A Rose nunca le había gustado el Quidditch. Ni nunca se había interesado en el extraño comportamiento de su padre con los Malfoy.

Su padre siempre era algo infantil, eso nadie lo negaba. Quizás los Malfoy habían hecho trampa en alguno que otro partido, y los Weasley se habían enfadado.

Quizás qué estupidez de chicos. Por eso nunca pensó que la distancia entre los dos purasangre era mucho más que eso.

Pero, como ha mencionado antes, no le interesa. Ni eso, ni el Quidditch.

Lo que, realmente le interesa, es ver la sonrisa de Scorpius Malfoy, el mejor amigo de su primo Albus, cada domingo en la mañana.

Una sonrisa dulce, adormilada y algo infantil.
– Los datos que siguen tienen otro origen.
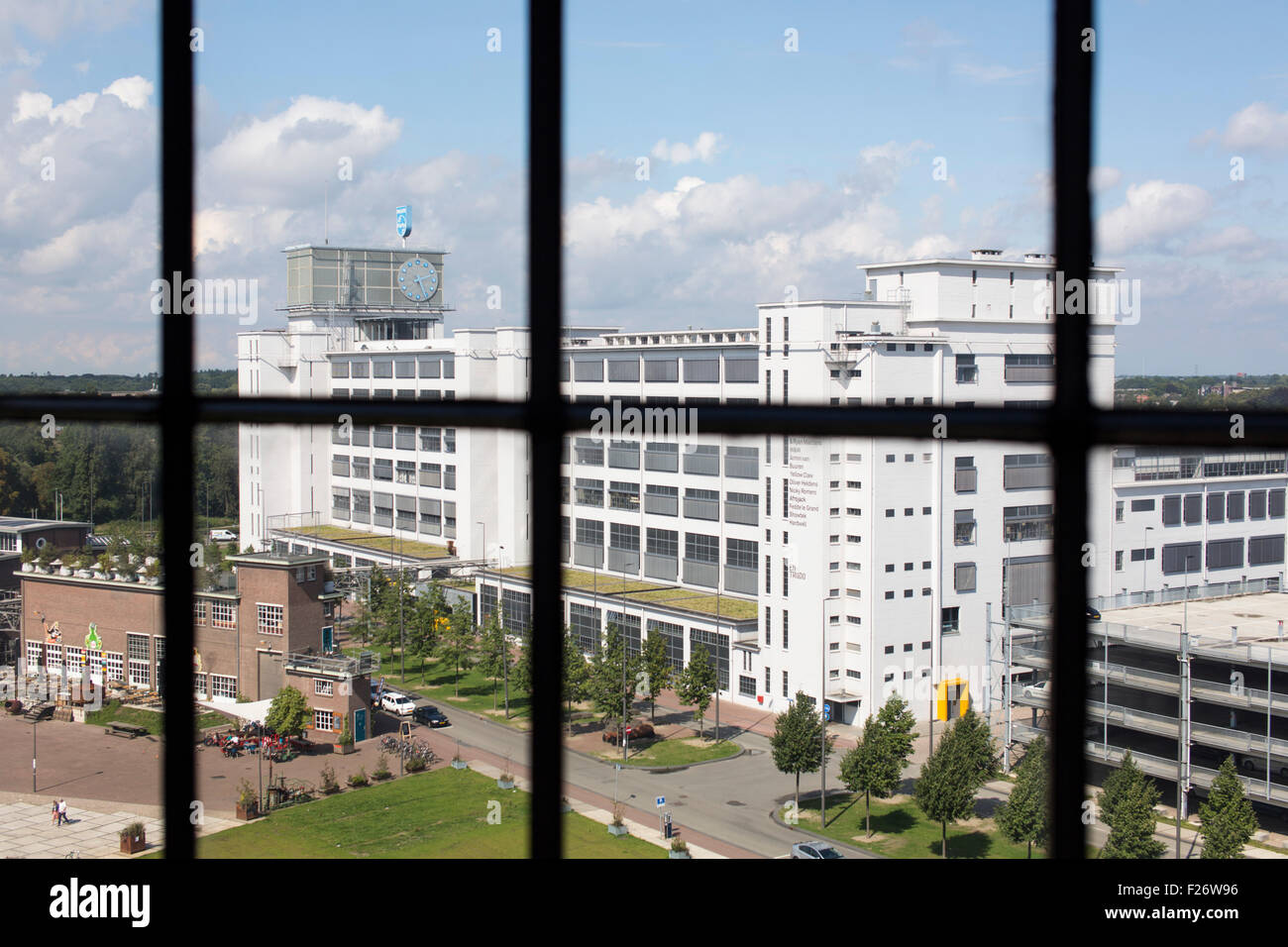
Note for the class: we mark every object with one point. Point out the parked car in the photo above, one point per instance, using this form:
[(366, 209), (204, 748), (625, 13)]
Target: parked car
[(814, 849), (430, 716), (639, 731), (1041, 689), (397, 703), (1254, 764)]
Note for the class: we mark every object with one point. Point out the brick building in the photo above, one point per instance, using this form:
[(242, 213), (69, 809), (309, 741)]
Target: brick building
[(257, 630)]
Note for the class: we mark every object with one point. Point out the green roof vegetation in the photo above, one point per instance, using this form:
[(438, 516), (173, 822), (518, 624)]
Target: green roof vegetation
[(651, 592), (412, 549)]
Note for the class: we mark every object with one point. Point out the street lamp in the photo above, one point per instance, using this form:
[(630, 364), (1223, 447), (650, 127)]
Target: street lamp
[(1144, 564), (505, 644), (822, 706)]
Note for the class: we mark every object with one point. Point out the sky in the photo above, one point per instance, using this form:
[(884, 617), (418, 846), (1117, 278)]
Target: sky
[(716, 154)]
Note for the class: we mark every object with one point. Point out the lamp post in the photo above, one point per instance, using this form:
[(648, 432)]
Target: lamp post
[(1144, 564), (505, 644)]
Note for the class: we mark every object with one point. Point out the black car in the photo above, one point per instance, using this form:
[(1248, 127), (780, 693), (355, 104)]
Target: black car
[(429, 715)]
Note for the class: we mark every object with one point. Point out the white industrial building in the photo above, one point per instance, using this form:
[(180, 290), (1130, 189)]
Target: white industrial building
[(756, 547)]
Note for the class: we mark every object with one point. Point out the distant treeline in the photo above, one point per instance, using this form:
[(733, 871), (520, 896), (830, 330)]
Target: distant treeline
[(206, 381), (107, 472)]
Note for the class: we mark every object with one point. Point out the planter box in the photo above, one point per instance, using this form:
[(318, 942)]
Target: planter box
[(132, 845)]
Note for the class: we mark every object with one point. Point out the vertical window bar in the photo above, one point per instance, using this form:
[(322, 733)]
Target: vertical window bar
[(545, 415), (1070, 436), (176, 423)]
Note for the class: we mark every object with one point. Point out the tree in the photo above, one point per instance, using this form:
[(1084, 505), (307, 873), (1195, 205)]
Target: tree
[(493, 656), (458, 646), (978, 741), (898, 723), (657, 671), (576, 677), (953, 775), (1127, 806), (288, 712), (698, 684), (1022, 817), (875, 766), (612, 680), (797, 741), (1228, 817)]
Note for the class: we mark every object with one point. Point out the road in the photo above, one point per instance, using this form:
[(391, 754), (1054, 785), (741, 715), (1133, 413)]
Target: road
[(730, 800)]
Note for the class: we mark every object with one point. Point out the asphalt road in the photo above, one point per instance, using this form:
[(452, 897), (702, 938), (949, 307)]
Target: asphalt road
[(730, 800)]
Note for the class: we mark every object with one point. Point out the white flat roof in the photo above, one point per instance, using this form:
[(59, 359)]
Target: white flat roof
[(1210, 620)]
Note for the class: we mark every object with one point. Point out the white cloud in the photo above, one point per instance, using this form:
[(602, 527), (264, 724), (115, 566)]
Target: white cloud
[(1153, 213), (1257, 127), (703, 149), (133, 90)]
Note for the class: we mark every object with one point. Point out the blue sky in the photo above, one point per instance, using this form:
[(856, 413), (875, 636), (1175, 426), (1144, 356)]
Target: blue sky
[(765, 167)]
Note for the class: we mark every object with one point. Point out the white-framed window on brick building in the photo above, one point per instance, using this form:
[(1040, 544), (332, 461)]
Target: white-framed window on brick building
[(222, 685), (223, 615), (269, 618)]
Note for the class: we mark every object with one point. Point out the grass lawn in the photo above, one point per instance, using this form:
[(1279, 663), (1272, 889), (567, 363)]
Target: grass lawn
[(675, 753), (901, 830), (476, 689), (438, 814), (151, 720)]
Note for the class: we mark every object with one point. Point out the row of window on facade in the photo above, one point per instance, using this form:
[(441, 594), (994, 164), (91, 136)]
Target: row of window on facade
[(429, 367), (702, 460), (430, 474), (696, 368), (1222, 506), (402, 437), (1220, 554), (425, 514)]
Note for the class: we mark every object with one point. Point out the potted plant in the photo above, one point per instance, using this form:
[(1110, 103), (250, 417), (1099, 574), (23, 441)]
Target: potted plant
[(327, 781), (344, 745), (133, 839), (248, 802), (46, 558)]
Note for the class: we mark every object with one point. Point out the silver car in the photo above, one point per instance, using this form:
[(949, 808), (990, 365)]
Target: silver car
[(814, 849)]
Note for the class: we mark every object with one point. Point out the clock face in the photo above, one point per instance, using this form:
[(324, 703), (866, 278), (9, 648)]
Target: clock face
[(417, 279)]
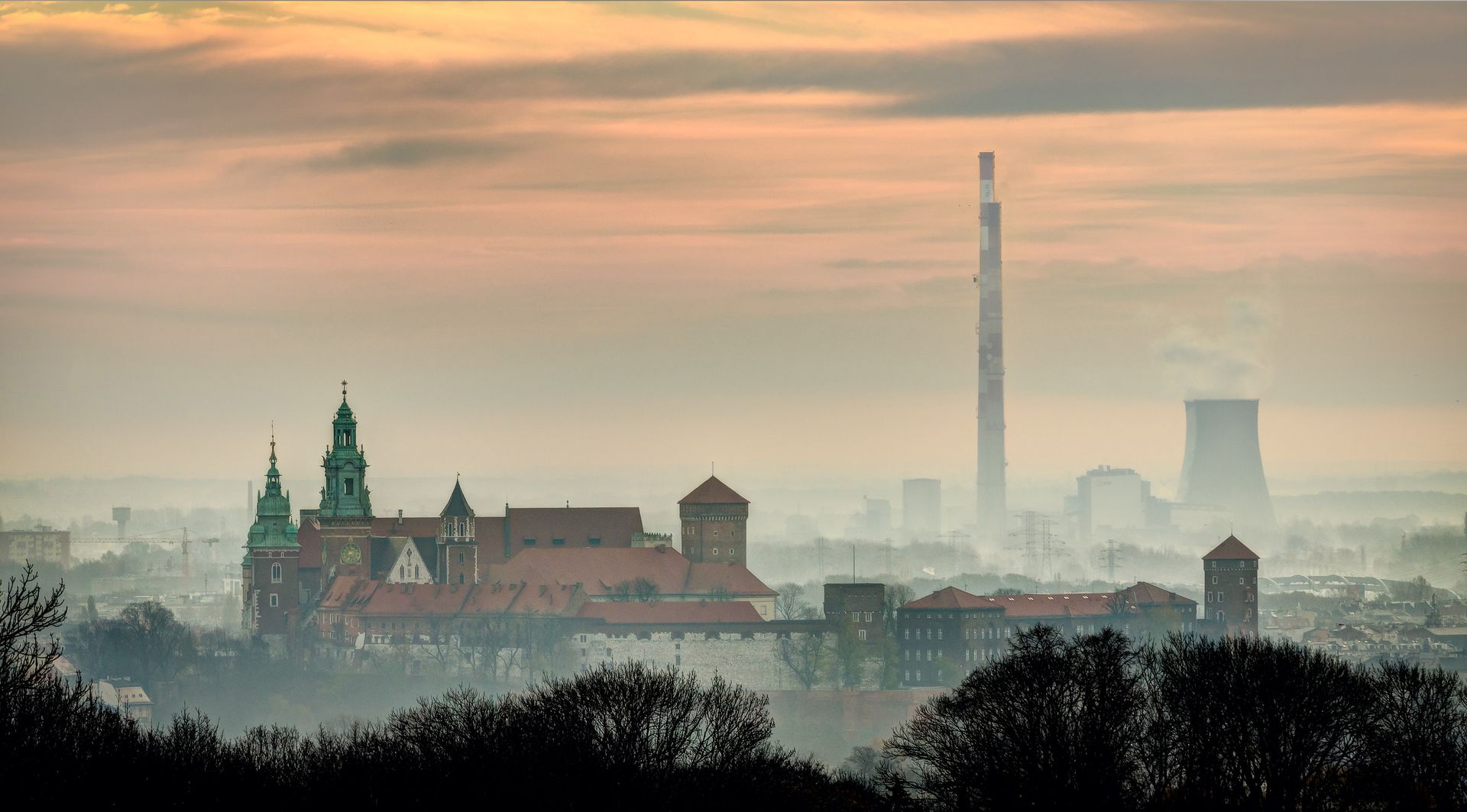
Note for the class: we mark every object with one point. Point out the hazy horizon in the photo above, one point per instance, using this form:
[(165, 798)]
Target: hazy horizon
[(577, 241)]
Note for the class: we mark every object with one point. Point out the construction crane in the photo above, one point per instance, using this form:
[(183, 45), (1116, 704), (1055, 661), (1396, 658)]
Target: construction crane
[(153, 539)]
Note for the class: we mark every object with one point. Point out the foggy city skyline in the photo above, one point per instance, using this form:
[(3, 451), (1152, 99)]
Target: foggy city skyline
[(894, 406), (548, 252)]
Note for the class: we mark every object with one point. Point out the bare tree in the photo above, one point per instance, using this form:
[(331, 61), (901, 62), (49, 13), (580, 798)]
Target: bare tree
[(806, 655), (27, 613), (791, 603)]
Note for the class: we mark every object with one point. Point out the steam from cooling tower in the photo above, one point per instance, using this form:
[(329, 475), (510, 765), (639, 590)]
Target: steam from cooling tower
[(1229, 365)]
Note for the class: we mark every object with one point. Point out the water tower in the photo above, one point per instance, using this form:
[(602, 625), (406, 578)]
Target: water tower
[(121, 515)]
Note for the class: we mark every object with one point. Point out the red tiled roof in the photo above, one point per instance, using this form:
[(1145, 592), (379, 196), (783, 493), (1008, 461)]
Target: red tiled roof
[(950, 597), (416, 598), (599, 571), (1146, 594), (523, 598), (310, 541), (672, 612), (614, 525), (348, 593), (1231, 548), (1083, 604), (382, 526), (714, 491), (731, 577)]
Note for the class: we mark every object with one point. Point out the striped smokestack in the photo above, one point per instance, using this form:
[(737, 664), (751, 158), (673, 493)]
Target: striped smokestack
[(992, 500)]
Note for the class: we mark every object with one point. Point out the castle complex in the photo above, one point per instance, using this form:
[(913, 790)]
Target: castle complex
[(348, 574)]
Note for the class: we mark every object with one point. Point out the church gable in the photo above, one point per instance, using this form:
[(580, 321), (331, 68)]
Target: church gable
[(410, 565)]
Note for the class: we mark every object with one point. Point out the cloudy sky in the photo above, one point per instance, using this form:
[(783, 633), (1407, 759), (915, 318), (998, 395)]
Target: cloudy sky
[(586, 238)]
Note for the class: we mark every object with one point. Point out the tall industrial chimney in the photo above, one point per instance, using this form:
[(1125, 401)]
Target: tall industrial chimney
[(1222, 464), (992, 500)]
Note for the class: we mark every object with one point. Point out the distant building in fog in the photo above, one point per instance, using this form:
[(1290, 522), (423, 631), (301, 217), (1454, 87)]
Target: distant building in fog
[(37, 545), (921, 509), (948, 633), (878, 518), (859, 607), (1111, 499)]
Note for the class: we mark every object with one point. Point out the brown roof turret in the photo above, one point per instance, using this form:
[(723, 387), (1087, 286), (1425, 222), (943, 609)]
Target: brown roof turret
[(1231, 548), (714, 491)]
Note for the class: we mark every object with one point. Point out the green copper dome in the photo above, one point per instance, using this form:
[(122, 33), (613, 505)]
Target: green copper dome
[(274, 525)]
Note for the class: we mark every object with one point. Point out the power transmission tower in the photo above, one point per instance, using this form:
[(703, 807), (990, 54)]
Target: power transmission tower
[(1041, 547)]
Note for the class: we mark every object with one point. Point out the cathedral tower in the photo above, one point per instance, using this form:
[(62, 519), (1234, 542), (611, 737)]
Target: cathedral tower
[(715, 522), (345, 513), (458, 552), (272, 561)]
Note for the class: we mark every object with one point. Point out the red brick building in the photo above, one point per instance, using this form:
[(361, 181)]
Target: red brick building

Juvenil, se podría decir, perfecta para sus 16 años.

Le interesa que le toque el hombro derecho, para luego saludar con un gruñido y tomar un bol de cereal que ella le ha reservado.

Porque ver cómo ignora a Joanne Thomas cuando ella interrumpe un largo y aburrido monólogo de la pelirroja Weasley, la anima mucho.

O quedar para estudiar, los dos solos, bajo un árbol frente al Lago Negro…

Esas cosas hacen a Rose feliz, y le interesan.

Pero lo que realmente la alegra es estar en las gradas, animando a Slytherin.

Todos saben que esa casa tiene mala reputación, pero ella es Ravenclaw, no Gryffindor. Y si alguien pregunta, anima a su primo favorito, ¿Es acaso eso malo?

Aunque no es sólo el hecho de animarlo. Le gusta cuando sacude su cabello rubio, jovial, luego de haber tapado uno de los tiros del equipo contrario.

Cuando ganan un partido, y lo primero que hace es abrazarla.

A ella.

Sólo a ella.

Es un momento sagrado. Algo sólo de ellos dos.

Y por eso todos creen que la pelirroja le gusta el Quidditch con fervor. Pero nunca le ha interesado, ni eso ni la razón de porqué las familias de ambos se llevan tan mal.

No, a Rose le interesan otras cosas.